About a year ago I got a Nexus 5 and have been using Wallet's tap-to-pay ever
since. It's pretty convenient to pull out my phone, flash the loyalty card,
and wave it over the POS terminal. I get a little receipt scrolling up the
screen and a copy is emailed to me.

Now Apple has joined the party and with the two biggest smartphone OSes
supporting tap-to-pay (and with implementations that both work on standard POS
terminals with NFC) it looked like there would finally be some push to get
support from retailers that hadn't updated their terminals yet. Seemed like a
win-win. Both iOS and Android fans would have a convenient and more secure way
to pay for things without any of the lock-in or incompatibility that normally
comes along when Apple and Google are competing in the same space.

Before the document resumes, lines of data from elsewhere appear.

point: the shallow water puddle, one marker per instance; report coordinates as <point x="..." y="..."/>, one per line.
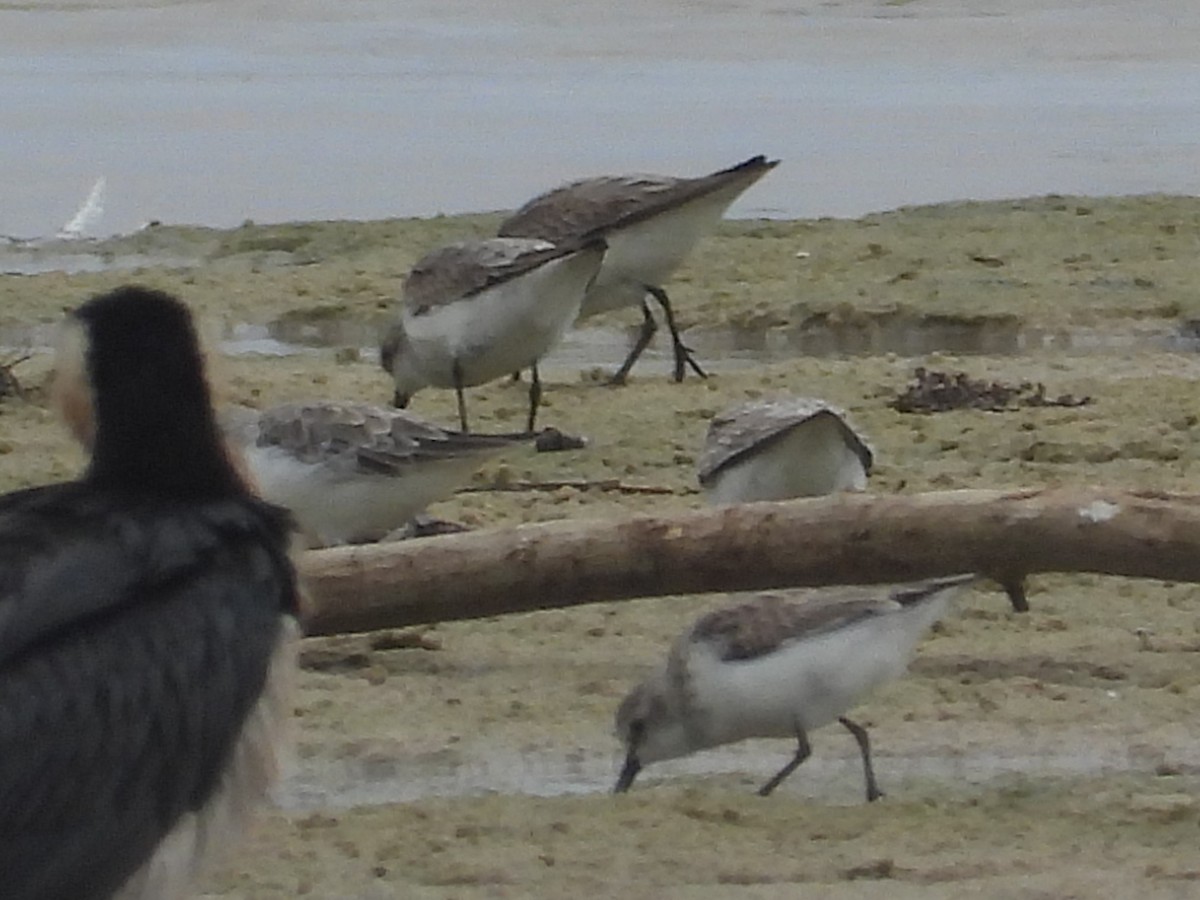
<point x="375" y="779"/>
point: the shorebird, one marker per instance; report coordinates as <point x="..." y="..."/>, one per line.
<point x="148" y="615"/>
<point x="352" y="472"/>
<point x="479" y="310"/>
<point x="773" y="669"/>
<point x="651" y="222"/>
<point x="775" y="450"/>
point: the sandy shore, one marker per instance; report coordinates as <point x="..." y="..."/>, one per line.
<point x="1043" y="755"/>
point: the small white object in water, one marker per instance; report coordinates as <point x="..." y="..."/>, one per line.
<point x="88" y="215"/>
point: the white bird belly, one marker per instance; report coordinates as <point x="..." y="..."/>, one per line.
<point x="805" y="684"/>
<point x="340" y="507"/>
<point x="504" y="329"/>
<point x="810" y="461"/>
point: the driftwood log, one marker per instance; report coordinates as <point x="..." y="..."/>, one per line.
<point x="829" y="540"/>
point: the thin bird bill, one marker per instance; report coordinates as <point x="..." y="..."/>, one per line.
<point x="628" y="773"/>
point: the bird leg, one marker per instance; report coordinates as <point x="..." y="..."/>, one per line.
<point x="1014" y="586"/>
<point x="864" y="747"/>
<point x="643" y="339"/>
<point x="682" y="353"/>
<point x="802" y="753"/>
<point x="534" y="397"/>
<point x="462" y="401"/>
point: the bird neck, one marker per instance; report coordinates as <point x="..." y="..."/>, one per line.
<point x="165" y="442"/>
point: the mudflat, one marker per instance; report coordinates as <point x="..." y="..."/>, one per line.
<point x="1049" y="754"/>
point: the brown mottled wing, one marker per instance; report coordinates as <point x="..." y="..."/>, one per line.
<point x="372" y="438"/>
<point x="610" y="202"/>
<point x="743" y="429"/>
<point x="461" y="270"/>
<point x="767" y="623"/>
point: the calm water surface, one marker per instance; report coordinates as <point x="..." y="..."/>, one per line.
<point x="223" y="111"/>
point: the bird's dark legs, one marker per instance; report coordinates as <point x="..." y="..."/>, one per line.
<point x="643" y="339"/>
<point x="1014" y="586"/>
<point x="462" y="401"/>
<point x="534" y="397"/>
<point x="682" y="353"/>
<point x="802" y="753"/>
<point x="864" y="745"/>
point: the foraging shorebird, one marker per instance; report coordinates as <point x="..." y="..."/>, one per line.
<point x="147" y="627"/>
<point x="651" y="222"/>
<point x="775" y="450"/>
<point x="479" y="310"/>
<point x="773" y="669"/>
<point x="352" y="472"/>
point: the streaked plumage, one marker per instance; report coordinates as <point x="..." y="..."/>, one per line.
<point x="479" y="310"/>
<point x="775" y="450"/>
<point x="147" y="627"/>
<point x="773" y="669"/>
<point x="352" y="472"/>
<point x="651" y="222"/>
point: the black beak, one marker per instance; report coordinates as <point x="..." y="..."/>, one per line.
<point x="628" y="773"/>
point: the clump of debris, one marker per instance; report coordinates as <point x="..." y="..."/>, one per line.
<point x="942" y="391"/>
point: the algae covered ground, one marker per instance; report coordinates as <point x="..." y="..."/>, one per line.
<point x="1051" y="754"/>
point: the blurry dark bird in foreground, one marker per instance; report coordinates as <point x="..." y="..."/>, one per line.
<point x="147" y="621"/>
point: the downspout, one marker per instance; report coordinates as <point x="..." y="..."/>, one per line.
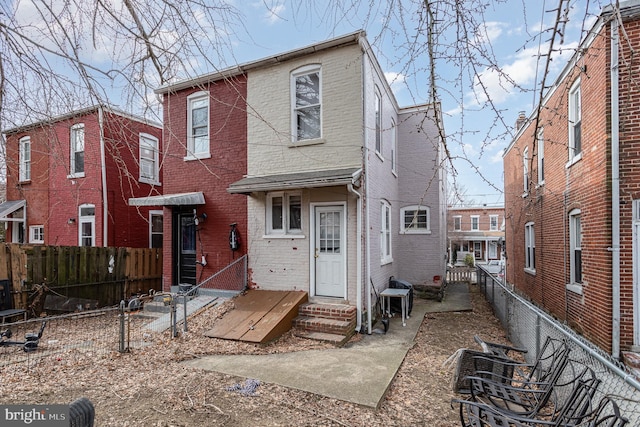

...but no. These guys are taking a page from the carrier playbook and
deliberately disabling something that has been working for years just as it's
gaining popularity outside the early-adopter/techie space. It's the sort of
thing that bums me out and I wish it didn't affect so many retailers so I
could participate in my own ineffective (but satisfying) boycott. As it
stands, I guess I'll just go back to the plastic because there's no way I'm
installing this CurrenC nonsense.

It would have been nicer if they competed by building their own NFC
implementation that also worked on common hardware (a-la Wallet and Pay) so
users could choose to use it if they wanted. Maybe they could offer coupons or
some other reason people might decide to opt in. At least that would be
competing in a way that didn't hurt overall adoption. Instead they went the
route of scumbags like cell carriers.